Membrane proteins interact with a myriad of lipid species in the biological membrane, leading to a bewildering number of possible protein−lipid assemblies. Despite this inherent complexity, the identification of specific protein−lipid interactions and the crucial role of lipids in the folding, structure, and function of membrane proteins is emerging from an increasing number of reports. Fundamental questions remain, however, regarding the ability of specific lipid binding events to membrane proteins to alter remote binding sites for lipids of a different type, a property referred to as allostery [Monod J, Wyman J, Changeux JP (1965) J Mol Biol 12:88–118]. Here, we use native mass spectrometry to determine the allosteric nature of heterogeneous lipid binding events to membrane proteins. We monitored individual lipid binding events to the ammonia channel (AmtB) from Escherichia coli, enabling determination of their equilibrium binding constants. We found that different lipid pairs display a range of allosteric modulation. In particular, the binding of phosphatidylethanolamine and cardiolipin-like molecules to AmtB exhibited the largest degree of allosteric modulation, inspiring us to determine the cocrystal structure of AmtB in this lipid environment. The 2.45-Å resolution structure reveals a cardiolipin-like molecule bound to each subunit of the trimeric complex. Mutation of a single residue in AmtB abolishes the positive allosteric modulation observed for binding phosphatidylethanolamine and cardiolipin-like molecules. Our results demonstrate that specific lipid−protein interactions can act as allosteric modulators for the binding of different lipid types to integral membrane proteins.
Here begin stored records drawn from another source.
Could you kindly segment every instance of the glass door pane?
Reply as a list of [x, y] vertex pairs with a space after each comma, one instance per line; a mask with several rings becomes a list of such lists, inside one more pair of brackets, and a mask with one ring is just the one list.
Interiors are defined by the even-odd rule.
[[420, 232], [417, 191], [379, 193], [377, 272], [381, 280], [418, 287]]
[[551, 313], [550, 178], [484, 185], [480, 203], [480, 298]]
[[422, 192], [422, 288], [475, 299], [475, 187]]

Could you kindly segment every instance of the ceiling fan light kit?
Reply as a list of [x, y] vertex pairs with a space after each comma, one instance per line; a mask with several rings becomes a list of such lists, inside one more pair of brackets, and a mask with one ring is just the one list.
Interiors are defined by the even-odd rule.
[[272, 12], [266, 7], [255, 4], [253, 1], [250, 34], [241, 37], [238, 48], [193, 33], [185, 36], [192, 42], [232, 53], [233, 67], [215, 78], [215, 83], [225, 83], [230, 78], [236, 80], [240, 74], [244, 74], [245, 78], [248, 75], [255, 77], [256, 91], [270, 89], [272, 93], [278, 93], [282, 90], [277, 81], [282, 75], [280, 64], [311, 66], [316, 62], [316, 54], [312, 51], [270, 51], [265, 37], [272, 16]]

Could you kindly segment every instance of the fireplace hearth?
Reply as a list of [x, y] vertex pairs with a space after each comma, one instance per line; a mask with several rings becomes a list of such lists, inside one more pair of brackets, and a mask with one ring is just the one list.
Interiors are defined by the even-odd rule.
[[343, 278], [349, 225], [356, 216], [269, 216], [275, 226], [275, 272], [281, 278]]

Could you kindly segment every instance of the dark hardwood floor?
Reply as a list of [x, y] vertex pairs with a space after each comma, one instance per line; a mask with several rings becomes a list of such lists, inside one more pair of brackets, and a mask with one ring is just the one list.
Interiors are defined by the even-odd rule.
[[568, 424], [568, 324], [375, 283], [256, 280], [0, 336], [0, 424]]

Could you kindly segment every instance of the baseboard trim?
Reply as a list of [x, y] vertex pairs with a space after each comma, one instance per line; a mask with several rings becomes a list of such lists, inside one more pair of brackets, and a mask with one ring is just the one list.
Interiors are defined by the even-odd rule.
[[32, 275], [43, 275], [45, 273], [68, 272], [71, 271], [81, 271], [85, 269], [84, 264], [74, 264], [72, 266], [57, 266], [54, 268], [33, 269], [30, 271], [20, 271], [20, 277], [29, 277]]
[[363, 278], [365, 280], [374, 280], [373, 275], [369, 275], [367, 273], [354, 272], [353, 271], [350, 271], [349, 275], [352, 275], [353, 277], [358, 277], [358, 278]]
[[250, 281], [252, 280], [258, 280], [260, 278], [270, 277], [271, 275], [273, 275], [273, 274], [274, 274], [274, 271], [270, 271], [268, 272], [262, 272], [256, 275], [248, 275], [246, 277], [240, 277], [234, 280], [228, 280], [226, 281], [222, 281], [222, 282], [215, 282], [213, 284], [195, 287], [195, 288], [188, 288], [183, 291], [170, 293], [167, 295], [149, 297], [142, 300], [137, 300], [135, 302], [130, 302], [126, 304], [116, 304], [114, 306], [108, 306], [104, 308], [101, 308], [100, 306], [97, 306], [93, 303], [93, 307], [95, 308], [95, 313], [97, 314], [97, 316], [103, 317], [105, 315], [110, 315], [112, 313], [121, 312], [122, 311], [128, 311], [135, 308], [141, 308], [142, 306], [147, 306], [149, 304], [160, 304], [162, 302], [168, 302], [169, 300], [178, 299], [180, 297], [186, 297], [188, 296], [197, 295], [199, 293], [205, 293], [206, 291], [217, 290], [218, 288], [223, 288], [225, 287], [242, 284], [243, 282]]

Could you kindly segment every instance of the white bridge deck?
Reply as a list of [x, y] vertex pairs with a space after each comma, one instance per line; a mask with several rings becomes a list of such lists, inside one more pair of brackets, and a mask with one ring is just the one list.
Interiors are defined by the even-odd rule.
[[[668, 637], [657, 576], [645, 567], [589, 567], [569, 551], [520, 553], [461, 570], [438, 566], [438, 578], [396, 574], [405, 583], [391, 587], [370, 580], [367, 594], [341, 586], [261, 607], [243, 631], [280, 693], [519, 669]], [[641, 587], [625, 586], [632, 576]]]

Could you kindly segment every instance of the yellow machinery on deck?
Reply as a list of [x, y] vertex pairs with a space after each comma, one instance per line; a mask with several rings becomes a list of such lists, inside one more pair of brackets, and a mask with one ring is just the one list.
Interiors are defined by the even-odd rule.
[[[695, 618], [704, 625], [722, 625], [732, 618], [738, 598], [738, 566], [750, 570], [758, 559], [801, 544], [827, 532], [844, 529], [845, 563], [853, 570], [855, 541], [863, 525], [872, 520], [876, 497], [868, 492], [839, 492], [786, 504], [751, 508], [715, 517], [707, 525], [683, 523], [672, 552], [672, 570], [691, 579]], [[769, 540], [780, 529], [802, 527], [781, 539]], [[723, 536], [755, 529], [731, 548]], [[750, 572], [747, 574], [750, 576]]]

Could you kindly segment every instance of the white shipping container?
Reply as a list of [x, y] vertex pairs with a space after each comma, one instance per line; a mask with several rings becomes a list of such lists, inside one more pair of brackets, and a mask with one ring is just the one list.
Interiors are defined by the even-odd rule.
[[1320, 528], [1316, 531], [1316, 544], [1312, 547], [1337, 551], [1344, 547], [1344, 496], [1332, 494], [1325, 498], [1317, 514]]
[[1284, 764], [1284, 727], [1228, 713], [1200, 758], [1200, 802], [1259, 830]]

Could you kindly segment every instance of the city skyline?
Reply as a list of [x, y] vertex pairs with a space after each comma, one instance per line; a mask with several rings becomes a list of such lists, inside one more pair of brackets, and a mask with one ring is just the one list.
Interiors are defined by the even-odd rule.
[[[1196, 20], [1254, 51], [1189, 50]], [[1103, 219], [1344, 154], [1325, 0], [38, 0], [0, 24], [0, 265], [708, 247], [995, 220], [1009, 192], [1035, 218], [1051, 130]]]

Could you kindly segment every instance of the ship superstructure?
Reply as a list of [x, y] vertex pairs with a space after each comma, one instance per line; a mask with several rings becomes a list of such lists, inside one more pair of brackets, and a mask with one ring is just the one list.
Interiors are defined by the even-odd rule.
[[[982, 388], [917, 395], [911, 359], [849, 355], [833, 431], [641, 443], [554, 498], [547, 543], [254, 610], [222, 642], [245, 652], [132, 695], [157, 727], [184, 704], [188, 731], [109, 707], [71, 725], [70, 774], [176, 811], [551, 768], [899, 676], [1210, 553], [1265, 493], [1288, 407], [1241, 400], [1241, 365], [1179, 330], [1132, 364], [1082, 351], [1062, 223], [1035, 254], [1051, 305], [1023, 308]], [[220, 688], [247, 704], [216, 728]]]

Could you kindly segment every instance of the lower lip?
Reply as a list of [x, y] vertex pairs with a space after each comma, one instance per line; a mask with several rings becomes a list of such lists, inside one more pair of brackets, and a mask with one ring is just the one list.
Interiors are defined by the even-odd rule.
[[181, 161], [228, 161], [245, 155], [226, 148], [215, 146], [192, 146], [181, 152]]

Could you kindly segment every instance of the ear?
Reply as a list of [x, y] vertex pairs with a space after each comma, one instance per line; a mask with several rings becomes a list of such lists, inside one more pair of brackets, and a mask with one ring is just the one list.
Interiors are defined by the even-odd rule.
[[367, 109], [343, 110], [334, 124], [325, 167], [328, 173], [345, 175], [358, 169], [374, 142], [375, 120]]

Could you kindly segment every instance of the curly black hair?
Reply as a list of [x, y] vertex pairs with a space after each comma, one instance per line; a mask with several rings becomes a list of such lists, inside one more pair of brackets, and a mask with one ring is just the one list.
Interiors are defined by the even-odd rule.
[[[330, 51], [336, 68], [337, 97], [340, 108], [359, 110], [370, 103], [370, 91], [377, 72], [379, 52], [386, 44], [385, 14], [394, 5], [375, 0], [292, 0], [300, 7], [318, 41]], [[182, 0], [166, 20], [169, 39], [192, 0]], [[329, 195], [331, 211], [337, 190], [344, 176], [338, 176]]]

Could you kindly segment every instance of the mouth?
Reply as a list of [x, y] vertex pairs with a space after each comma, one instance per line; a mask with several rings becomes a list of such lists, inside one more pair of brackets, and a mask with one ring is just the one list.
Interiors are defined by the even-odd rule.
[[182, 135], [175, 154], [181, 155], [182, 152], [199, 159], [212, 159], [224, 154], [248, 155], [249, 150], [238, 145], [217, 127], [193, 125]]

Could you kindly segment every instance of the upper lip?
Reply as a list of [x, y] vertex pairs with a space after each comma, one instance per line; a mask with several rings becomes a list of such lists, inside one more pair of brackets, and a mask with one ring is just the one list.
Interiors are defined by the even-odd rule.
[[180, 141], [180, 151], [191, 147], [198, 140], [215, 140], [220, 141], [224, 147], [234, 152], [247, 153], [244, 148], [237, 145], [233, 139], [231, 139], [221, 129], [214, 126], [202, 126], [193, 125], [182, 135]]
膜蛋白与生物膜中无数的脂质种类相互作用，导致数量惊人的可能的蛋白-脂质组装体。尽管存在这种固有的复杂性，但越来越多的报道显示，对特定的蛋白质-脂质相互作用的鉴定以及脂质在膜蛋白的折叠，结构和功能中的关键作用正在逐渐显现。然而，关于特定脂质与膜蛋白的结合事件改变不同类型脂质的远程结合位点的能力仍存在根本问题，该性质称为变构[Monod J，Wyman J，Changeux JP（1965）J Mol Biol12：88–118]。在这里，我们使用天然质谱测定异质脂质结合事件与膜蛋白的变构性质。我们监测了单个脂质与大肠杆菌氨通道（AmtB）的结合事件，可以确定它们的平衡结合常数。我们发现不同的脂质对显示一系列的变构调节。特别地，磷脂酰乙醇胺和心磷脂样分子与AmtB的结合表现出最大的变构调节度，这启发了我们确定这种脂质环境中AmtB的共晶体结构。2.45Å的拆分结构揭示了与三聚体复合物的每个亚基结合的类心磷脂分子。AmtB中单个残基的突变消除了结合磷脂酰乙醇胺和类心磷脂分子所观察到的正变构调节。我们的结果表明，特定的脂蛋白相互作用可以充当变构调节剂，以使不同的脂质类型与完整的膜蛋白结合。